MR BOOYENS: Mr Chairman, and without hereby expressing any desire whatsoever to prolong proceedings but up to a stage both my learned friends on the other side have been punting a theory that these people were not killed and they haven’t asked Mr Nieuwoudt a single question about that.

Now, I don’t want to be - we are in alert at this stage, perhaps they can just give an indication to us whether they are abandoning that point or what they are doing about it but that’s subject to you Mr Chairman, I don’t know.

CHAIRPERSON: Well, I suppose Mr Nyoka ...[indistinct] the point.

ADV NYOKA: We are not abandoning the point Mr Chairperson, there’s been a constant denial of that. We thought it was not necessary to put it to Mr Nieuwoudt because the answer was obvious: "It did not happen".

MR BOOYENS: I’m indebted to my learned friend Mr Chairman, I’ve got no further questions.

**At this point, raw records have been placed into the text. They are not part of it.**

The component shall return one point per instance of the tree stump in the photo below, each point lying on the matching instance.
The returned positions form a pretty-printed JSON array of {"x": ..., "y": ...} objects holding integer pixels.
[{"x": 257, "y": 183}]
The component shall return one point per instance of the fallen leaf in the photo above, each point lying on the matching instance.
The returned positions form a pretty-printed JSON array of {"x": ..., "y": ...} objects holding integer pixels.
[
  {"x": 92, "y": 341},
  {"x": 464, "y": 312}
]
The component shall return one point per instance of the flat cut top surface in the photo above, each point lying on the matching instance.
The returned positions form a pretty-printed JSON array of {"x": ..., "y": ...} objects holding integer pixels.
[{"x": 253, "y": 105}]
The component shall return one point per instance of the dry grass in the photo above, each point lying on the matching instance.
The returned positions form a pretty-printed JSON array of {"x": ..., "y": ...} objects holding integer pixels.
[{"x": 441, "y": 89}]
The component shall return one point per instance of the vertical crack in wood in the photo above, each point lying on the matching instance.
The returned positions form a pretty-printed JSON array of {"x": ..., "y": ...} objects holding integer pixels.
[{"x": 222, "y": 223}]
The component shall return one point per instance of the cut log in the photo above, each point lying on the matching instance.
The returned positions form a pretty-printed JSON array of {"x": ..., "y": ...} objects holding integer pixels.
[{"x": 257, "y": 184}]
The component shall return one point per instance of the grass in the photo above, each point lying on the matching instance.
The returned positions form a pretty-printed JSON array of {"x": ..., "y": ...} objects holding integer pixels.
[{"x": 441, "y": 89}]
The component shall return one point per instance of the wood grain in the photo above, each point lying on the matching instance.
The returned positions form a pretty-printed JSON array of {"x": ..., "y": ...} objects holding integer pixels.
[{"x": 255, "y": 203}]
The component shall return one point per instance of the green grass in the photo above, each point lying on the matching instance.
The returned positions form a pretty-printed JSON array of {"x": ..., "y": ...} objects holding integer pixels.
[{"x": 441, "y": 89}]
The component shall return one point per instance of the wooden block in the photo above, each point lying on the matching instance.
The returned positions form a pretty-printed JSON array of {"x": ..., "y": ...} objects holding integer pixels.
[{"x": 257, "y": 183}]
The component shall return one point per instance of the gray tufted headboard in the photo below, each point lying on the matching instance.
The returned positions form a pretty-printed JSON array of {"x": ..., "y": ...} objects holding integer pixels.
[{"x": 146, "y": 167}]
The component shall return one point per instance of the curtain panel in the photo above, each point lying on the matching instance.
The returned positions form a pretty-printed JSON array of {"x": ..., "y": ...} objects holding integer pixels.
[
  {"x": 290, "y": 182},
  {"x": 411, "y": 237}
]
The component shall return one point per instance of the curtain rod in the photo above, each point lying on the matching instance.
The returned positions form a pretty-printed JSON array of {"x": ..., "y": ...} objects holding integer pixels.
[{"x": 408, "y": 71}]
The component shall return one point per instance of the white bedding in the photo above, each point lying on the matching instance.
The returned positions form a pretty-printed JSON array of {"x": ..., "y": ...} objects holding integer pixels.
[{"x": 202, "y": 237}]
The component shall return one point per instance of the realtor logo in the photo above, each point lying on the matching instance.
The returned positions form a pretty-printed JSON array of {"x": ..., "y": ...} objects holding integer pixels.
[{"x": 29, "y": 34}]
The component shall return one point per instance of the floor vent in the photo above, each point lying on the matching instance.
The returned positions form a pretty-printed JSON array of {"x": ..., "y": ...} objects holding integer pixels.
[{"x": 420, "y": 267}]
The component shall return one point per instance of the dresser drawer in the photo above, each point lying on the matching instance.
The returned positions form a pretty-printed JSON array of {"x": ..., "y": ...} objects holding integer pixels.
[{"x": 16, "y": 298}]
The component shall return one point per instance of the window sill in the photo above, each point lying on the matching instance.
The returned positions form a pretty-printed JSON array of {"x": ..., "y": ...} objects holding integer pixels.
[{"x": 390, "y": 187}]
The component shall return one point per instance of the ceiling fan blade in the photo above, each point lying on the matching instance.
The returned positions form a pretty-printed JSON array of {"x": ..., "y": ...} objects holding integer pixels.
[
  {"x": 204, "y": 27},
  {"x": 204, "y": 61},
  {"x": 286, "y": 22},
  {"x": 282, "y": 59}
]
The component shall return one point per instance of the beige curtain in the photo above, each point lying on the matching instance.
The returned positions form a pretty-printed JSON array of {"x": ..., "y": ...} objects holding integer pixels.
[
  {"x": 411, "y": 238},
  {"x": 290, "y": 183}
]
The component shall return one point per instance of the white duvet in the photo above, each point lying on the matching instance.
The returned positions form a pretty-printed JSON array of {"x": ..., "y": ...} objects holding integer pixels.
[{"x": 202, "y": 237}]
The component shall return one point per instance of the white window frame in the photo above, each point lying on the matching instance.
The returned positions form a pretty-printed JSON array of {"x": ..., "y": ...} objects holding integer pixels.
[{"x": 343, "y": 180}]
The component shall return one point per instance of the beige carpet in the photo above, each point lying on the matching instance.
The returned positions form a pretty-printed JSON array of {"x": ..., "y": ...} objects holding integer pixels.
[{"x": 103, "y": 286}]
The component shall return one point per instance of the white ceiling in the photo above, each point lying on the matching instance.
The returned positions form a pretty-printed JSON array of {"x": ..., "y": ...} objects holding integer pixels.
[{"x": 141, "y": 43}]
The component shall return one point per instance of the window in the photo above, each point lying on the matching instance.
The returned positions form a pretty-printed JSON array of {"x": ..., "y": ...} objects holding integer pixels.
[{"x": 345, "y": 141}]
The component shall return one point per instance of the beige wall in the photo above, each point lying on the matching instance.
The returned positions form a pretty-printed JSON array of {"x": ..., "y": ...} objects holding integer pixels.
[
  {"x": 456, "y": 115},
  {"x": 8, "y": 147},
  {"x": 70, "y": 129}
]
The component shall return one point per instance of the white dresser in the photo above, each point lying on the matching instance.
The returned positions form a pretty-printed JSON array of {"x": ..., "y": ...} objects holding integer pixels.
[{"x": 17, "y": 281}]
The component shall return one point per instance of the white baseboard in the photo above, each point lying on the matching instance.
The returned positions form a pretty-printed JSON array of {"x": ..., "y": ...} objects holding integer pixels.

NO FURTHER QUESTIONS BY MR BOOYENS

ADV LAMEY: Mr Chairman, there was just - before Mr Nyoka started with his examination, you asked me about the - my instructions about the parking of the bus before the garage door, my instructions are that the minibus was not parked directly in front of the garage, it was parked at a point more or less between the old farmhouse and the garage.

If I may say it in Afrikaans, it was to the side - almost in a corner at an angle from the garage door but not in such a way that they would have had to guard the three Pebco leaders and they also had no instructions to guard them.

MR BOOYENS: Thank you Mr Chairman, I’ve got no re-examination.

NO RE-EXAMINATION BY MR BOOYENS

CHAIRPERSON: Have you finished with your clients?

MR BOOYENS: Yes, I hope so Mr Chairman.